Efficient and accurate numerical schemes for a hydrodynamically coupled phase field diblock copolymer model
Qing Cheng, Xiaofeng Yang, Jie Shen

TL;DR
This paper introduces efficient, second-order numerical schemes for simulating a complex hydrodynamically coupled diblock copolymer model, ensuring energy stability and computational efficiency through innovative discretization techniques.
Contribution
The paper develops unconditionally energy stable, linear, second-order schemes using the Invariant Energy Quadratization and projection methods for a coupled copolymer model, improving accuracy and efficiency.
Findings
Schemes are unconditionally energy stable.
Numerical experiments validate accuracy and stability.
Systems are linear and efficiently solvable.
Abstract
In this paper, we consider numerical approximations of a hydrodynamically coupled phase field diblock copolymer model, in which the free energy contains a kinetic potential, a gradient entropy, a Ginzburg-Landau double well potential, and a long range nonlocal type potential.
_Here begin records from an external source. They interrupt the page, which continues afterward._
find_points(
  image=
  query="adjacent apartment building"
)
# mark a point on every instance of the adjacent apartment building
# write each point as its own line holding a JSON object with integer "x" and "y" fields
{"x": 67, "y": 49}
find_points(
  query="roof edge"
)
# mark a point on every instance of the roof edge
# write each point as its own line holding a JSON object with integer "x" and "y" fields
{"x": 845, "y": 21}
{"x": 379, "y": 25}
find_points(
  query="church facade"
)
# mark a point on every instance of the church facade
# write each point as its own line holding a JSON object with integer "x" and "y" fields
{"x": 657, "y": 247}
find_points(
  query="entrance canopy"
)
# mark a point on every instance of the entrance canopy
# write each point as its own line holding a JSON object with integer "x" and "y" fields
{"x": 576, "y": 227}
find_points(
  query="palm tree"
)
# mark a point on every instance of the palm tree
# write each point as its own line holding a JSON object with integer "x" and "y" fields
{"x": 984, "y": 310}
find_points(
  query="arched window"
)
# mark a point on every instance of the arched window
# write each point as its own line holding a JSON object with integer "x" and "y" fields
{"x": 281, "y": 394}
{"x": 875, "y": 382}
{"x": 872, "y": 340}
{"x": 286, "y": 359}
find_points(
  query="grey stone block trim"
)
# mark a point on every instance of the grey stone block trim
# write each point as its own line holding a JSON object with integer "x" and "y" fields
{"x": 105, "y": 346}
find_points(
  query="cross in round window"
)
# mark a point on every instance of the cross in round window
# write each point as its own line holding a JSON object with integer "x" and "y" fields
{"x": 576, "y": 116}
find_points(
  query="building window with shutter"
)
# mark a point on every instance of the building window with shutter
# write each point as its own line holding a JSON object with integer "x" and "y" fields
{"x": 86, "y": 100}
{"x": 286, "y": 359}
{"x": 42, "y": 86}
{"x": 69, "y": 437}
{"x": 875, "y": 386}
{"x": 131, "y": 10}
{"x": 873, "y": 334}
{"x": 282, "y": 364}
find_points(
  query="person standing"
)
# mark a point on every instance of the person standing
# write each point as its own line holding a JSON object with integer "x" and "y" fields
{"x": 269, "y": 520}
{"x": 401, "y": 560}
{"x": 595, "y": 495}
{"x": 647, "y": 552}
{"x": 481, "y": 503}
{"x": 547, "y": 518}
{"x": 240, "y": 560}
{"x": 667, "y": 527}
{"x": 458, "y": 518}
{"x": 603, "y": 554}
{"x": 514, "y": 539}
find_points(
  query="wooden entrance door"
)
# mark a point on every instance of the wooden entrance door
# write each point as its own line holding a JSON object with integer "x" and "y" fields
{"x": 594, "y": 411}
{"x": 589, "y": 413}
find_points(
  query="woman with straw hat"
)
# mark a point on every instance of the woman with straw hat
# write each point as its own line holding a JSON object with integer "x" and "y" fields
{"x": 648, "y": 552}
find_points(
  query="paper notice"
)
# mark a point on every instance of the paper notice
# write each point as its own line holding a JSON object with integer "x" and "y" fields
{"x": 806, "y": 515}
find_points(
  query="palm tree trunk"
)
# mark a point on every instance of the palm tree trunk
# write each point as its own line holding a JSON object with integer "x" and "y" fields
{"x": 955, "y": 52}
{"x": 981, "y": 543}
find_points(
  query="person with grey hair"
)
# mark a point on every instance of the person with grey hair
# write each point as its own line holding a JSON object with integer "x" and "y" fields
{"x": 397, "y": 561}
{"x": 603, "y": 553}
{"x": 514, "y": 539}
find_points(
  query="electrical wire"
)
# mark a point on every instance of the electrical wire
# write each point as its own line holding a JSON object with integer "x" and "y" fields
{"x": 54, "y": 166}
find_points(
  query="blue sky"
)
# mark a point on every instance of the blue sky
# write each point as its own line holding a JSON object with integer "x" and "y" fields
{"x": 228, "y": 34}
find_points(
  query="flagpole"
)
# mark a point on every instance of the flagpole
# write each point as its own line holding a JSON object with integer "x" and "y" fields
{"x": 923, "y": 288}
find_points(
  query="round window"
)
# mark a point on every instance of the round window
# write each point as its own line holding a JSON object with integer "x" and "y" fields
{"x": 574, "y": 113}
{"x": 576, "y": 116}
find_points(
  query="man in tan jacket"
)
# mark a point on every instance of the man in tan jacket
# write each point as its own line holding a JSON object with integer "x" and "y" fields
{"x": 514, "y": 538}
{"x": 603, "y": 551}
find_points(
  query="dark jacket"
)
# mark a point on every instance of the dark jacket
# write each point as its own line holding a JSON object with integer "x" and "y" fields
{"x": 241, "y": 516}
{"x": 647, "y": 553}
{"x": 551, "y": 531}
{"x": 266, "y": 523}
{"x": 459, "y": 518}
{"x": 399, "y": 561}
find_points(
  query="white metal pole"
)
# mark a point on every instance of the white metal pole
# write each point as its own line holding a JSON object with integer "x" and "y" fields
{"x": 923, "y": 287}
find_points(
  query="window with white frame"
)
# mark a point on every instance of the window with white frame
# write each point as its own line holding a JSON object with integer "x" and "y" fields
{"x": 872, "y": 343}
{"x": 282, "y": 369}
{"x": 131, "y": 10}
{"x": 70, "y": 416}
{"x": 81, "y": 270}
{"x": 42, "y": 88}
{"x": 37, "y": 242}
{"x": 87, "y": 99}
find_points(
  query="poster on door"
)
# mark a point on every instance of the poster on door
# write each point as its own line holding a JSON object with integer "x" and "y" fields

We develop a set of second order time marching schemes for this system using the "Invariant Energy Quadratization" approach for the double well potential, the projection method for the Navier-Stokes equation, and a subtle implicit-explicit treatment for the stress and convective term. The resulting schemes are linear and lead to symmetric positive definite systems at each time step, thus they can be efficiently solved. We further prove that these schemes are unconditionally energy stable. Various numerical experiments are performed to validate the accuracy and energy stability of the proposed schemes.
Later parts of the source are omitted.